The most common and serious side effect of insulin is hypoglycemia. Severe hypoglycemia can cause confusion, sweating or tachycardia. Hypoglycemia can also result in coma, seizures, cardiac arrhythmias, neurological deficits and even death. It is recommended that patients at risk for hypoglycemia, or those unable to recognize the symptoms, monitor their blood or urine glucose daily. The risk for developing hypoglycemia is higher in patients that receive intensive or continuous insulin therapy. Other allergic reactions include: rash, hives, difficulty breathing, tightness in the chest, itching, swelling of the mouth, face, tongue or lips, wheezing, muscle pain, chills, drowsiness, dizziness, changes in vision, fast or irregular heartbeat, fainting, loss of consciousness, mood changes, seizures, slurred speech, tremors and unusual hunger. There is also a current evaluation underway concerning the relationship between insulin and dyslipidemia.

It is highly recommended that all side effects from insulin, or any medication, are discussed with a medical professional as quickly as possible. Ignoring side effects to a medication can lead to the compounding of medical issues.

Type 1 Diabetes: Symptoms, Causes and Treatments

Diabetes mellitus type 1, commonly called Diabetes type 1, is an autoimmune condition that affects as many as three million Americans today. Although it is commonly diagnosed in children and adolescents, it can appear in people of any age, and it continues as a chronic condition for life.


The body uses a hormone called insulin to transfer glucose, a kind of sugar, into the body's cells. This hormone is made by beta cells in the pancreas. However, some people's beta cells stop producing insulin at some point in their lives. Although scientists are not sure about what causes the cells to stop making insulin, they have determined that some people are genetically prone to developing the disease. There is also a substantial environmental component, but scientists have yet to discover exactly what in the environment acts as a trigger. Potential culprits include viruses, dietary choices and even breastfeeding practices!.
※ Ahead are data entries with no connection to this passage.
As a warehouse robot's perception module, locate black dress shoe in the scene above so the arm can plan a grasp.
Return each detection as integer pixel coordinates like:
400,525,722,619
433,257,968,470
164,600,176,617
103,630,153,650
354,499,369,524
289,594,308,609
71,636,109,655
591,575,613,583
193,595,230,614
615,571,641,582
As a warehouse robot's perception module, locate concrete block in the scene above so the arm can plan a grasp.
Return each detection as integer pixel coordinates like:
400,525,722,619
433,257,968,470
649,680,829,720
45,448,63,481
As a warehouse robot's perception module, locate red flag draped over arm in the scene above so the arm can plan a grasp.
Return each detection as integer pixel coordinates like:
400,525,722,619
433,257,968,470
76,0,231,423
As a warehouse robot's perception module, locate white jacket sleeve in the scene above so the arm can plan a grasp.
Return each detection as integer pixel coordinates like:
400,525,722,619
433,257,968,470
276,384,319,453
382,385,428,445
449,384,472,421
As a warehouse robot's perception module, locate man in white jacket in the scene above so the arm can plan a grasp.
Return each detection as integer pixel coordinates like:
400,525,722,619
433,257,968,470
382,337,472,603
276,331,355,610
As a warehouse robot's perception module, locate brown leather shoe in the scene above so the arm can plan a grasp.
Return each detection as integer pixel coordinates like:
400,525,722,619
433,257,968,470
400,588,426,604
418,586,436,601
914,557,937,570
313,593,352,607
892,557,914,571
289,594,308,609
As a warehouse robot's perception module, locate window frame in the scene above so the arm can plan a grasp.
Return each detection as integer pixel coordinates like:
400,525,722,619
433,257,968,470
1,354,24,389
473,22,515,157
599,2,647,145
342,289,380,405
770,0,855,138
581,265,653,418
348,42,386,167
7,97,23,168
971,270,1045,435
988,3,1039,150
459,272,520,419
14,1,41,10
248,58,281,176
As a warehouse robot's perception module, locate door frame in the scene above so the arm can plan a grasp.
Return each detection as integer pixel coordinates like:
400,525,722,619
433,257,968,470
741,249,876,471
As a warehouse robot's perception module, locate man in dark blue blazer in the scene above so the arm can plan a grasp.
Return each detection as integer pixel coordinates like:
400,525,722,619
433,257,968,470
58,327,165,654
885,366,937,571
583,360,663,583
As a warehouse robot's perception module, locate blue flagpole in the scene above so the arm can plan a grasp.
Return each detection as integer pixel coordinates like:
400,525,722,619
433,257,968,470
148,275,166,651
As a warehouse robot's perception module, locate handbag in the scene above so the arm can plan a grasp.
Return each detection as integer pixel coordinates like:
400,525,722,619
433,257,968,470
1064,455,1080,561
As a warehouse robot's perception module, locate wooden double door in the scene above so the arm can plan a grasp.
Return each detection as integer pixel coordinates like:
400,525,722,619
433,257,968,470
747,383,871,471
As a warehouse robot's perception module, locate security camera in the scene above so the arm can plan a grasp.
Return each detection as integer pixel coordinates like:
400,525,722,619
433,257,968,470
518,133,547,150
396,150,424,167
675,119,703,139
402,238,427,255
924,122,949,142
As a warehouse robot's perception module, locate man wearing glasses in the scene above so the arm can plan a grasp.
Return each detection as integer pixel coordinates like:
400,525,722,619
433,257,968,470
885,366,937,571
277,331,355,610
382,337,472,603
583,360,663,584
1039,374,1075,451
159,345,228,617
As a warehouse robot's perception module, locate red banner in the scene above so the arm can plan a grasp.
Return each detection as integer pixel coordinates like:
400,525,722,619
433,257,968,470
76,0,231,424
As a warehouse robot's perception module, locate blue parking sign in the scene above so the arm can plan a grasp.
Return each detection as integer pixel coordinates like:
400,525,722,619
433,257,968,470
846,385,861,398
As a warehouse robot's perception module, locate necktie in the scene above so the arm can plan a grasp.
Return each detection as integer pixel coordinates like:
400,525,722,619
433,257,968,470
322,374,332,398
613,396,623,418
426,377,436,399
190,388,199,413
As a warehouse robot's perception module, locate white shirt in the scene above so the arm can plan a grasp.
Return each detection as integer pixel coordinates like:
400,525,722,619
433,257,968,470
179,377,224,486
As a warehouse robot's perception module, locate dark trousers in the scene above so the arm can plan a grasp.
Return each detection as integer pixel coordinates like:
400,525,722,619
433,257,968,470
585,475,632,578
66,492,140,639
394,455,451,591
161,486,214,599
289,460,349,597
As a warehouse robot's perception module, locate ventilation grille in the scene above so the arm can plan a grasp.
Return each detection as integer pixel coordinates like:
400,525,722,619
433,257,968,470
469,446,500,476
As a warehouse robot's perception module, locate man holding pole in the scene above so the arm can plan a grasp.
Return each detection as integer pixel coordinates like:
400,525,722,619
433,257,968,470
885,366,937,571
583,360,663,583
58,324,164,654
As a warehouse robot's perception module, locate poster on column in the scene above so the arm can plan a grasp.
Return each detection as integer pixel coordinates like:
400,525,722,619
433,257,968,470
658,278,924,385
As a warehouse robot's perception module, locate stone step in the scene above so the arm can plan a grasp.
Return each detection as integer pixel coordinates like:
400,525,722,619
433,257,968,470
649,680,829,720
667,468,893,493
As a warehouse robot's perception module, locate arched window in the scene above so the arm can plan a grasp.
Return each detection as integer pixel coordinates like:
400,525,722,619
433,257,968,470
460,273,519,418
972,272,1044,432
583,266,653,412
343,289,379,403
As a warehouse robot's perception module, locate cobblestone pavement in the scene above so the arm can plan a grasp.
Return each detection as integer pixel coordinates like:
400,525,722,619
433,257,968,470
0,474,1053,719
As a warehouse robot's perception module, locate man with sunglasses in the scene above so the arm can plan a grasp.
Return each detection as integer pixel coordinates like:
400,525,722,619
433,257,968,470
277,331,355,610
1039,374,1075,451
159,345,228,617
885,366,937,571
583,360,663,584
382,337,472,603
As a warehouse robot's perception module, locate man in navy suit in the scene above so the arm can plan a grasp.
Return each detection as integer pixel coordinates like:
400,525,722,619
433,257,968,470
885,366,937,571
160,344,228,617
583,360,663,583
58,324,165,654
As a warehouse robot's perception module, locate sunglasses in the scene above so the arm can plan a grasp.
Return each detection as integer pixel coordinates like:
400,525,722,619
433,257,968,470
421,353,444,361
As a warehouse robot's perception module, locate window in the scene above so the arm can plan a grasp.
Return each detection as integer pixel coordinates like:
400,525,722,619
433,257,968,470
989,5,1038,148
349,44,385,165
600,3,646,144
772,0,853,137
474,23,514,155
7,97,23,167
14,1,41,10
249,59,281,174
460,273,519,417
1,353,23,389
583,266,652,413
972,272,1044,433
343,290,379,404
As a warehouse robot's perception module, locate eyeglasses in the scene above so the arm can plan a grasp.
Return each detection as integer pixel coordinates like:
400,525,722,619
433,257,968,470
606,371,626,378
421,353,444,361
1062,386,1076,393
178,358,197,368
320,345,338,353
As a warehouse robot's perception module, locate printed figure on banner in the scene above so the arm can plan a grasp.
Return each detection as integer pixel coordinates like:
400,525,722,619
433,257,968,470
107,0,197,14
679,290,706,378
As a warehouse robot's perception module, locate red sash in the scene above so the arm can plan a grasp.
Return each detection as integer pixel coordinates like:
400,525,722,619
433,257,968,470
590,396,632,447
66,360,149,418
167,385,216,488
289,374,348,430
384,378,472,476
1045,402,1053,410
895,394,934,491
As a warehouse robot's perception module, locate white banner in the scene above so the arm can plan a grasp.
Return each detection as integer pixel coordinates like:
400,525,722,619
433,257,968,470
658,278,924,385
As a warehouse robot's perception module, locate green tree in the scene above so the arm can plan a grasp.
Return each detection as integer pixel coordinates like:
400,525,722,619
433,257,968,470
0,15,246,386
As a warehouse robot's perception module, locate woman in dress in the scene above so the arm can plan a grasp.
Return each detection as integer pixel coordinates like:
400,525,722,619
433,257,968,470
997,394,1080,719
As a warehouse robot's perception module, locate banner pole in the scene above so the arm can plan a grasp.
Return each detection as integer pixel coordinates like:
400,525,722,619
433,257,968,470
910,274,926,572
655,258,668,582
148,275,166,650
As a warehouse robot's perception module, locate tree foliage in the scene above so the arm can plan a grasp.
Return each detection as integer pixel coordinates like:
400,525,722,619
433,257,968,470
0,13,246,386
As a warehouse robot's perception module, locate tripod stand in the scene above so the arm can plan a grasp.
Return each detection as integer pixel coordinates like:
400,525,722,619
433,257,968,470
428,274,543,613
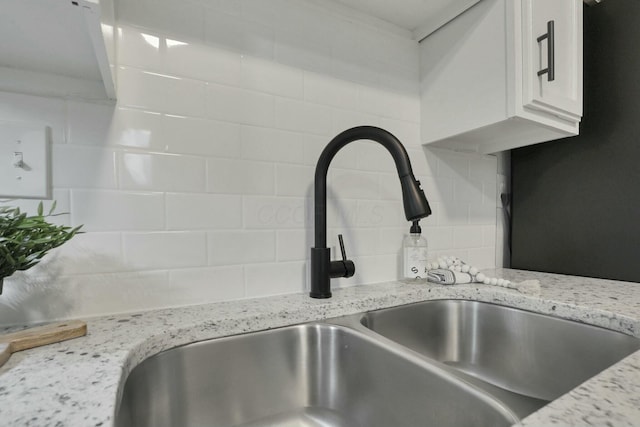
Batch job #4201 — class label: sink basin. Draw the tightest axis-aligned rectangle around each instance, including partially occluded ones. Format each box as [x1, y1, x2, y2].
[115, 323, 517, 427]
[360, 300, 640, 416]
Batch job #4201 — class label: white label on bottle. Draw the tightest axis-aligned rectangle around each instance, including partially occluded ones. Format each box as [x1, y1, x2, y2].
[404, 247, 428, 279]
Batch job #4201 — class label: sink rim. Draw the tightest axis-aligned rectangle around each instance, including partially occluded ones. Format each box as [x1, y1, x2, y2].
[357, 298, 640, 339]
[347, 298, 640, 416]
[115, 321, 521, 426]
[114, 297, 640, 426]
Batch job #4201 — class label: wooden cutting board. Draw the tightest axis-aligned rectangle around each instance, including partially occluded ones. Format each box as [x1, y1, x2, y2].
[0, 320, 87, 368]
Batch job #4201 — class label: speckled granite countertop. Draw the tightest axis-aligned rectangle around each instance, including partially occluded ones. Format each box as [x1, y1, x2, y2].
[1, 268, 639, 427]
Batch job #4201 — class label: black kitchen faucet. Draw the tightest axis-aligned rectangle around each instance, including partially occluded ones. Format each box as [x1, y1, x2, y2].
[310, 126, 432, 298]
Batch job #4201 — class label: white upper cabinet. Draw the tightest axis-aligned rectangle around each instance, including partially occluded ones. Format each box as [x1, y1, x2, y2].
[522, 0, 582, 122]
[0, 0, 116, 101]
[420, 0, 583, 153]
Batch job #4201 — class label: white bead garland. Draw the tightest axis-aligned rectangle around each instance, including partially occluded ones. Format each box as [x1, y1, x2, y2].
[427, 256, 511, 288]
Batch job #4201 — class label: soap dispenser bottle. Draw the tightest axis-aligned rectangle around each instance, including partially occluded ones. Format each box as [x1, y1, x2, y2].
[403, 220, 428, 279]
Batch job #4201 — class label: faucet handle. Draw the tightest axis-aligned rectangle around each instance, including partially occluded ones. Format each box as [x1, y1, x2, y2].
[330, 234, 355, 279]
[338, 234, 348, 261]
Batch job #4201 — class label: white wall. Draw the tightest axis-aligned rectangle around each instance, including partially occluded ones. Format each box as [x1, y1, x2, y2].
[0, 0, 498, 326]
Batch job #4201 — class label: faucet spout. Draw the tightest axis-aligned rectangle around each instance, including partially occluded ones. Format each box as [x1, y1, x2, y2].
[311, 126, 432, 299]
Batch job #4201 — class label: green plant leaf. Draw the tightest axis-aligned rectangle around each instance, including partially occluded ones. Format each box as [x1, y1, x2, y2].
[0, 200, 83, 281]
[48, 200, 57, 216]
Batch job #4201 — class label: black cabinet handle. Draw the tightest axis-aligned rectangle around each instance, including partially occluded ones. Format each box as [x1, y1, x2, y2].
[536, 20, 555, 82]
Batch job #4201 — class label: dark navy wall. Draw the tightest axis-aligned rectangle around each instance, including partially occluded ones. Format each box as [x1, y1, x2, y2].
[511, 0, 640, 282]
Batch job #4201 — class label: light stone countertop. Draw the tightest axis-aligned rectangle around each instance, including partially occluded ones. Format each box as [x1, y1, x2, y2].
[0, 268, 639, 427]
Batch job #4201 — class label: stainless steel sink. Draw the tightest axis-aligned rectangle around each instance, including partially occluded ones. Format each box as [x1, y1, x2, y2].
[360, 299, 640, 417]
[115, 323, 518, 427]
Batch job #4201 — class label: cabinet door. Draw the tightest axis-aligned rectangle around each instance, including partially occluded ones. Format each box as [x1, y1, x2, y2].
[521, 0, 582, 122]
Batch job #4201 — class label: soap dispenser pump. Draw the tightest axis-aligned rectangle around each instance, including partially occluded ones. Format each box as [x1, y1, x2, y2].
[403, 220, 428, 280]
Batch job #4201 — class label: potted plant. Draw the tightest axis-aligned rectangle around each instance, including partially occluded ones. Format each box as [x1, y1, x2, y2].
[0, 202, 82, 294]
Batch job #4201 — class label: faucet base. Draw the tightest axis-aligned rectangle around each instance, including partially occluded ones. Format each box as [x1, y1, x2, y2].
[310, 247, 332, 299]
[310, 291, 332, 299]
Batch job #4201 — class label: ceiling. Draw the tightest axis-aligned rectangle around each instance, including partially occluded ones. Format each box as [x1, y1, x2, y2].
[332, 0, 482, 40]
[333, 0, 462, 30]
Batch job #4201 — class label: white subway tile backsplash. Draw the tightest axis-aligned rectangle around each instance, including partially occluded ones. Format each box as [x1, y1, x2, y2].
[410, 147, 437, 177]
[470, 155, 499, 182]
[76, 271, 174, 316]
[467, 247, 496, 270]
[163, 75, 207, 117]
[244, 261, 307, 297]
[123, 231, 207, 270]
[453, 226, 484, 249]
[243, 196, 308, 229]
[52, 146, 118, 189]
[331, 110, 381, 137]
[327, 228, 379, 257]
[241, 56, 304, 99]
[303, 132, 357, 169]
[378, 173, 401, 201]
[166, 193, 242, 230]
[119, 152, 207, 192]
[208, 230, 275, 266]
[161, 114, 241, 158]
[379, 117, 421, 147]
[326, 198, 358, 229]
[358, 86, 420, 123]
[274, 29, 333, 76]
[276, 229, 310, 262]
[274, 97, 332, 136]
[424, 226, 454, 252]
[108, 108, 164, 150]
[437, 201, 470, 226]
[239, 0, 282, 25]
[483, 225, 497, 247]
[454, 179, 484, 204]
[118, 67, 207, 117]
[418, 176, 454, 204]
[469, 203, 496, 225]
[334, 254, 398, 288]
[168, 266, 245, 302]
[378, 227, 405, 255]
[206, 83, 274, 127]
[66, 100, 113, 145]
[207, 158, 274, 195]
[276, 164, 313, 197]
[240, 125, 305, 164]
[116, 0, 205, 42]
[435, 149, 469, 180]
[329, 168, 379, 200]
[116, 66, 169, 111]
[117, 26, 164, 71]
[72, 190, 165, 231]
[359, 27, 419, 70]
[355, 200, 405, 228]
[356, 142, 397, 173]
[0, 0, 500, 326]
[204, 7, 275, 59]
[165, 41, 242, 86]
[304, 72, 359, 110]
[53, 232, 123, 275]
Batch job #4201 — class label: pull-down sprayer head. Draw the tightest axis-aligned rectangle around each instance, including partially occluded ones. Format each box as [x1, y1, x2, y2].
[400, 174, 432, 222]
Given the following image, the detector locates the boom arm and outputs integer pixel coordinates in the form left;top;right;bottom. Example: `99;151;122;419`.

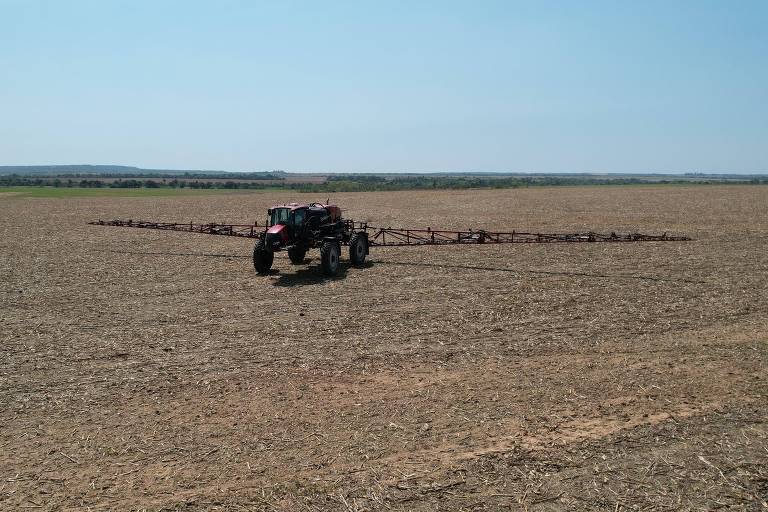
89;219;691;245
89;219;263;238
365;226;690;245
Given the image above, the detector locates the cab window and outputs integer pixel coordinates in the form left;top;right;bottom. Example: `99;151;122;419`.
270;208;290;225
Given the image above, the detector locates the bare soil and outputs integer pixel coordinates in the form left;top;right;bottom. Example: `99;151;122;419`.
1;186;766;511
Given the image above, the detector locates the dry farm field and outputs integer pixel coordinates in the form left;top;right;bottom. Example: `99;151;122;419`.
1;185;766;511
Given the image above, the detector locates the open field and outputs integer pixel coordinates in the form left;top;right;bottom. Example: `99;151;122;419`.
1;186;766;510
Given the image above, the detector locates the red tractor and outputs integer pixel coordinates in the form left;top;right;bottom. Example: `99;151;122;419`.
253;202;368;276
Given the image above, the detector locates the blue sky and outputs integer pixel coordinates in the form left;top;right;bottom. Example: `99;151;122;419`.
1;0;766;172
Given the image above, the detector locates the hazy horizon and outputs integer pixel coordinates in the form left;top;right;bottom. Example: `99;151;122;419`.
2;1;766;173
3;164;768;176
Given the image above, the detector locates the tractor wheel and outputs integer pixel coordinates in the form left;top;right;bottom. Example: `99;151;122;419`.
252;239;273;274
349;233;368;266
320;240;340;276
288;247;306;265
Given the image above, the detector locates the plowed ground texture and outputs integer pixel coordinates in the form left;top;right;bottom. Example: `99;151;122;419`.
1;186;766;511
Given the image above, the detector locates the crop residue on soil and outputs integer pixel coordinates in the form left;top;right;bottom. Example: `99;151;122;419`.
1;186;766;510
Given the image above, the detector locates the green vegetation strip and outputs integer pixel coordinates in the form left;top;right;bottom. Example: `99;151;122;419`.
0;186;262;198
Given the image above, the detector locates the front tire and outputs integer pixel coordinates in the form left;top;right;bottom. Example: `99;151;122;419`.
288;247;306;265
349;233;368;266
320;240;340;276
253;239;274;274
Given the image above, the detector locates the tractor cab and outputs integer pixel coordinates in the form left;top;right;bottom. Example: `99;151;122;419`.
269;206;307;227
269;204;306;235
266;204;304;250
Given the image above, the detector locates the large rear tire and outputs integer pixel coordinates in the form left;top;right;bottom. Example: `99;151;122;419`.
253;239;273;274
320;240;340;276
288;247;306;265
349;233;368;266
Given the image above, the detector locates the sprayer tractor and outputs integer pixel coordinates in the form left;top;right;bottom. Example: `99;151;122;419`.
89;201;691;278
254;202;368;276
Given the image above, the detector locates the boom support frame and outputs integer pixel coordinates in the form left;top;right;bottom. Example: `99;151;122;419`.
89;219;691;245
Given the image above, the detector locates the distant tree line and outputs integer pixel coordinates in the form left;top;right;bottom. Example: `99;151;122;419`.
0;165;288;179
0;171;282;180
1;174;767;191
79;171;282;180
315;175;768;191
0;176;282;189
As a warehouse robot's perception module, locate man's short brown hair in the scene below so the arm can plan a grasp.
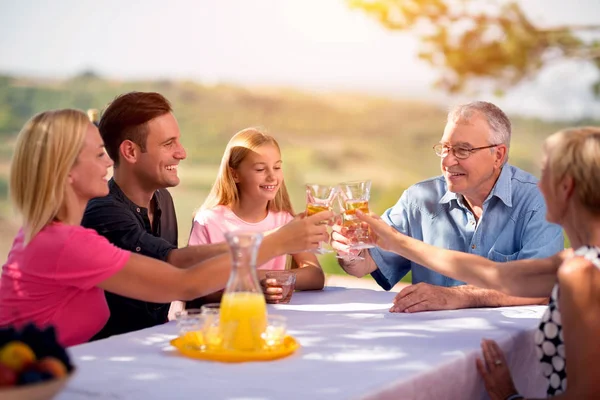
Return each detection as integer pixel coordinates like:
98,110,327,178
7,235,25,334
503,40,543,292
99,92,172,166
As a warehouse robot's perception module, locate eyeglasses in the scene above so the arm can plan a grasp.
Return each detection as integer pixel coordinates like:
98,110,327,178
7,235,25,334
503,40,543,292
433,143,500,160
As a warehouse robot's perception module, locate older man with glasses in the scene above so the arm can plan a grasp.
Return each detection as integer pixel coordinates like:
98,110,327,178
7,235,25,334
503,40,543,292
332,101,564,312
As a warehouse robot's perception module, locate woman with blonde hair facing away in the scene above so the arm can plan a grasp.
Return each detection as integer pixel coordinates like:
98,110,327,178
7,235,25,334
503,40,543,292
350,127,600,399
189,128,325,303
0,111,331,346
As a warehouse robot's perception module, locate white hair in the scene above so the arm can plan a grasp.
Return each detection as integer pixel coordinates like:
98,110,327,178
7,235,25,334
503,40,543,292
448,101,511,164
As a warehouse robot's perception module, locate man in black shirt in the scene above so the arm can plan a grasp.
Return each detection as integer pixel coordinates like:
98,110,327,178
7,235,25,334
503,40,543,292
83,180,179,338
82,92,229,339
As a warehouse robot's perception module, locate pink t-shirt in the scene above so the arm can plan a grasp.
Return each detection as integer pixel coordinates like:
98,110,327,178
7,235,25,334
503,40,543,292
189,205,294,270
0,222,130,347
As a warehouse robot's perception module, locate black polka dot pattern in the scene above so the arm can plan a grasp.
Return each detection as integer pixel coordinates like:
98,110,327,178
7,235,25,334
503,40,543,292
536,246,600,397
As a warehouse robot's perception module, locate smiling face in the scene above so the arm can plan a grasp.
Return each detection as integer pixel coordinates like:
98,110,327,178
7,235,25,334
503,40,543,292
69,123,113,201
134,112,187,189
231,143,283,205
439,113,506,203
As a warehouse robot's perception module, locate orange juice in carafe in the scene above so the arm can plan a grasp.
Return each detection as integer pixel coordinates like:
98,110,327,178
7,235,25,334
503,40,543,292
222,231,268,352
220,292,267,351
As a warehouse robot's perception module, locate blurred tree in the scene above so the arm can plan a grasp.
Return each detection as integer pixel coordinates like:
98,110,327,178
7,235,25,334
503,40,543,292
72,69,102,81
348,0,600,95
Without insulin, glucose builds up in the blood, a condition that is toxic and ultimately fatal. However, people who suffer from this condition first experience a number of telltale symptoms. First of all, they experience polyphagia and polydipsia, otherwise known as increased hunger and thirst. The increased liquid intake leads to polyuria (increased urination). They may also experience fatigue, blurry vision and tingling or loss of sensation in the feet. A person experiencing any of these symptoms for a prolonged period should consult his or her doctor to see if they are an indication of Diabetes type 1.


To treat type 1 diabetes, patients must take insulin, either through an insulin pump or injections. They must also eat a carefully regulated diet. Both of these courses of treatment help control the blood glucose level. In more extreme cases, doctors may recommend a pancreatic transplant, though this is hard on a patient's body. At this time, there is no simple cure for his disease, but people who suffer from it can have long, active lives if they follow the medical and dietary guidelines that they develop with their doctors.

Type 1 diabetes makes life difficult, but it is manageable. People who notice the telltale signs of this disease should contact their doctors. The current treatments for the disease help sufferers live normal lives, and new, experimental treatments may one day eliminate the disease.